Quis me conhecer a mim mesmo. Quando me achei, tinha mudado muito.

Aprende-se mais na derrota do que na vitória, mas... prefiro essa ignorância!

Quem nada deseja, é suspeito.

Soube perdoar à mulher adultera. A minha pedra não a atingiu.

O espírito do virtuoso é como um espelho. Olhas nele e podes te pentear.

No mundo há Bondade e Maldade. Justiça e Injustiça. Arvores e tartarugas. Há muitas coisas.

Para o Sábio não existe a riqueza. Para o Virtuoso não existe o poder. E para o Poderoso não existe nem o Sábio nem o Virtuoso.
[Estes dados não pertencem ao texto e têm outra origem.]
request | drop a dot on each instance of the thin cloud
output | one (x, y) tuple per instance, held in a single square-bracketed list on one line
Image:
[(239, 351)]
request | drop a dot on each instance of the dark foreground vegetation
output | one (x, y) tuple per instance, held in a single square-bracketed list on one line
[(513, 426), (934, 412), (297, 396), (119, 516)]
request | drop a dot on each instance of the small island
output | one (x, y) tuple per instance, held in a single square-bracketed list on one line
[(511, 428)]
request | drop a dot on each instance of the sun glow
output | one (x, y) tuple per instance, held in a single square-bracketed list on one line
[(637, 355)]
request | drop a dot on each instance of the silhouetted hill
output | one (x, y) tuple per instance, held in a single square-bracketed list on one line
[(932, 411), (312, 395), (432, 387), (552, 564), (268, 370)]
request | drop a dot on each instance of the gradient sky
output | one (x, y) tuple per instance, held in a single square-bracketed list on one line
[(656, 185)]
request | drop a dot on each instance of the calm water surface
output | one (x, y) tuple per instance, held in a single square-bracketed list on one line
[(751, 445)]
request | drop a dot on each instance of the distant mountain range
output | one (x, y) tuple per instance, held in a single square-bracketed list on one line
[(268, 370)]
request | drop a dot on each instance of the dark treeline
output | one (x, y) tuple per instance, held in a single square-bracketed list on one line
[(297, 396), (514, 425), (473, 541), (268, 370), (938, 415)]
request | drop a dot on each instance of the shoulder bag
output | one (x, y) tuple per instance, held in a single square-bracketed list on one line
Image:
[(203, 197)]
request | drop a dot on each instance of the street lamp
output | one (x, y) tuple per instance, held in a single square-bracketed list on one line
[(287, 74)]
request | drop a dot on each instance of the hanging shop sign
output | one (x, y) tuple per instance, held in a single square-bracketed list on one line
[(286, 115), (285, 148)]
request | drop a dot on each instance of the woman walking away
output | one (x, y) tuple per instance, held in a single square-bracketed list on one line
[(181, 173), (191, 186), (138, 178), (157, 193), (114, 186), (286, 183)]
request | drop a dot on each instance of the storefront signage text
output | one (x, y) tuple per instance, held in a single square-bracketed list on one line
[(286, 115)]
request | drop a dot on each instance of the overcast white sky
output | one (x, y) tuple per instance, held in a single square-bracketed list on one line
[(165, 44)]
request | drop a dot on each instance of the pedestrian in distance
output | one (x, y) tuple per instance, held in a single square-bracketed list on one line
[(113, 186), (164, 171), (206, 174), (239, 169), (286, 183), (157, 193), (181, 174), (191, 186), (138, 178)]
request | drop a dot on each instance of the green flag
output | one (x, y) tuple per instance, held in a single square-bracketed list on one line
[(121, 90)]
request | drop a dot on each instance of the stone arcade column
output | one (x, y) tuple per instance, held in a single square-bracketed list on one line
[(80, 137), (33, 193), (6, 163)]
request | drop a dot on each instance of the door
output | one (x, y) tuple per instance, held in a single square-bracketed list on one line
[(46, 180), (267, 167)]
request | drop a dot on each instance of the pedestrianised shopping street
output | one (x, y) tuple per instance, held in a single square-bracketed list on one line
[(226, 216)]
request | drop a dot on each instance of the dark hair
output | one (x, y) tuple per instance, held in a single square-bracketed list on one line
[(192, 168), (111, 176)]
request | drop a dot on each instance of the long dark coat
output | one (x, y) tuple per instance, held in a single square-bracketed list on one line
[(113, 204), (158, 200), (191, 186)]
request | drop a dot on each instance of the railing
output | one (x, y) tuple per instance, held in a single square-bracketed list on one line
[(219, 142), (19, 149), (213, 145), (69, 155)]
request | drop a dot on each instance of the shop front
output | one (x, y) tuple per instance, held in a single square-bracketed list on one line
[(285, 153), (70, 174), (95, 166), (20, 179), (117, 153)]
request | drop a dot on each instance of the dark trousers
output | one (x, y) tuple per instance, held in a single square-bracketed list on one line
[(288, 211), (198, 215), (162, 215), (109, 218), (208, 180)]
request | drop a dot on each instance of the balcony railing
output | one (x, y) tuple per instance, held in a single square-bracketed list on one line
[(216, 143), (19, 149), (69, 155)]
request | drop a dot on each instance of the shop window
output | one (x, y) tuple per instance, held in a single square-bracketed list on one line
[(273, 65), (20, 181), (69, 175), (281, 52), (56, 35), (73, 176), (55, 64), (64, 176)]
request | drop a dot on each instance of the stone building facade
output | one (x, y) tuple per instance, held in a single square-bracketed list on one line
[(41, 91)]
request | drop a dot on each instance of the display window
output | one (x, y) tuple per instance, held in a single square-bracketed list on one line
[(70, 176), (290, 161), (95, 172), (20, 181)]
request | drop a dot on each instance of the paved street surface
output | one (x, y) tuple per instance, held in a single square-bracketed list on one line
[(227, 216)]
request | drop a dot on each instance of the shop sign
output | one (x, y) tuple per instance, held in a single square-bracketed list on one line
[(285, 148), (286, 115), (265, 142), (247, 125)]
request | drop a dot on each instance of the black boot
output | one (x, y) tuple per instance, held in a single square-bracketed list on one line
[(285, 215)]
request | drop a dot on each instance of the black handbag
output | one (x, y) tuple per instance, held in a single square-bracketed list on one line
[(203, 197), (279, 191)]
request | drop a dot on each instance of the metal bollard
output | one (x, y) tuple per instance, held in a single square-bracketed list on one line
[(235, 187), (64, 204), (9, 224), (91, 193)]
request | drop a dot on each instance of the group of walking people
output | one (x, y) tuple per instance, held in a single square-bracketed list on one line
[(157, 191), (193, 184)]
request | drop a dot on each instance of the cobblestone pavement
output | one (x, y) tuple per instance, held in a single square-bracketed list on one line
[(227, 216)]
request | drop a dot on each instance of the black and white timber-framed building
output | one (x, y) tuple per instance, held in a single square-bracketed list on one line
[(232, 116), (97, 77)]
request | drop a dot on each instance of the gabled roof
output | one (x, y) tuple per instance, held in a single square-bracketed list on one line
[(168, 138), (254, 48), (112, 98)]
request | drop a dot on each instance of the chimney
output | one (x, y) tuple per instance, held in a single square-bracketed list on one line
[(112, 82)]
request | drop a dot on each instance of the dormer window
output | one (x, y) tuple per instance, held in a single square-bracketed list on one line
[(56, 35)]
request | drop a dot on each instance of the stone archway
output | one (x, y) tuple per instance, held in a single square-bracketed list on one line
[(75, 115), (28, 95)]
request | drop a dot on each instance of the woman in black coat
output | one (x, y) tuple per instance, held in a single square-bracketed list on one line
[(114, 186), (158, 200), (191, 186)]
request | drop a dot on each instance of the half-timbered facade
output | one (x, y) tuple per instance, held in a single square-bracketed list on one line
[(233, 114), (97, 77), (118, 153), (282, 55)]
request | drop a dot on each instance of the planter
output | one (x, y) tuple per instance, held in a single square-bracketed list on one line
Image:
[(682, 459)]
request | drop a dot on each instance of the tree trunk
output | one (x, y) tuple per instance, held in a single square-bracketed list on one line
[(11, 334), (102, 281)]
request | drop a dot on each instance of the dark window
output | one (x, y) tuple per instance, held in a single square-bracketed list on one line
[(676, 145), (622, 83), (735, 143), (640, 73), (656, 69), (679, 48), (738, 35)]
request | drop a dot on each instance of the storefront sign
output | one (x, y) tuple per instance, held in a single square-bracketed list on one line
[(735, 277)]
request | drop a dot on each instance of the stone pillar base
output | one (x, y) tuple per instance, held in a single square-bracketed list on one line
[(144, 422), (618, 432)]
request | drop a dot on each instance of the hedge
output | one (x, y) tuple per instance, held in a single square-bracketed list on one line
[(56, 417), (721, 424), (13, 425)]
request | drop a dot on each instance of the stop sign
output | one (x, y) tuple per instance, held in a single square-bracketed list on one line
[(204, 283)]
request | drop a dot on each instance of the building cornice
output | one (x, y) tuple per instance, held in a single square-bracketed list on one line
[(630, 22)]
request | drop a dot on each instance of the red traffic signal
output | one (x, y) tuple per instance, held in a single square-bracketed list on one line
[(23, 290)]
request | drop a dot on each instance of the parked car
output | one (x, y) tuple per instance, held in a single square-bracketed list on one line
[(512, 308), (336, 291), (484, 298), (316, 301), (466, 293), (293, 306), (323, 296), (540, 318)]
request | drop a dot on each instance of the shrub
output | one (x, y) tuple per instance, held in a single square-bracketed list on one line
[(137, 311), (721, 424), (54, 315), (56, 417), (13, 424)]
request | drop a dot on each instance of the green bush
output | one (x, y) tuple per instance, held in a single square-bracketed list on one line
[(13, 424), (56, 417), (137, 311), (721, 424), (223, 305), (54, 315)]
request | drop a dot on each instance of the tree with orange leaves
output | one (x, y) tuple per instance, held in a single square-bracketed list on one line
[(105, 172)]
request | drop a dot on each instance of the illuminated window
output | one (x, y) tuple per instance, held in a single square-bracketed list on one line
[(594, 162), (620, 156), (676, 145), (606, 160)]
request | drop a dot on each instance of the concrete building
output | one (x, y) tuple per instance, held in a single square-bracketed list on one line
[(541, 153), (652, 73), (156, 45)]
Aquele que tocou o céu com as mãos... media quanto?

Cometi o pior dos pecados: não fui milionário.

Reparem nesse pato de corre. Reparem naquele cordeiro que pula. Reparem essa cerca que os animais estão fugindo.

Quão superficial é a alegria barulhenta da orgia!

Se você diz que o tens na tua mão...muito pequeno há de ser teu inimigo!

Se quer alcançar a Sabedoria...comece a correr agora!

O tirano admite que o odeiem, mas odeia que riam dele. E ainda mais que lhe joguem uma bomba.

Quanto mais brilhante a luz, maior o gasto.

A última vitima da Guerra disse, ao cair: “Que azar!”

Faz o mal sem olhar pra qual.

A hiena simula rir. Mas não entende as piadas.

Infeliz o mendigo que não conhece o prazer de dar!

O cego, ao se lavar o rosto, se reconhece.

Morrer...Estranha costume!

Consultei o travesseiro e me disse: “consulte um médico”

O humor não deve ser riso. Sim, sorriso. E, se for possível, choro amargo.

O otimista vê a taça meio cheia. O pessimista a vê meio vazia. O bêbado a vê em dobro.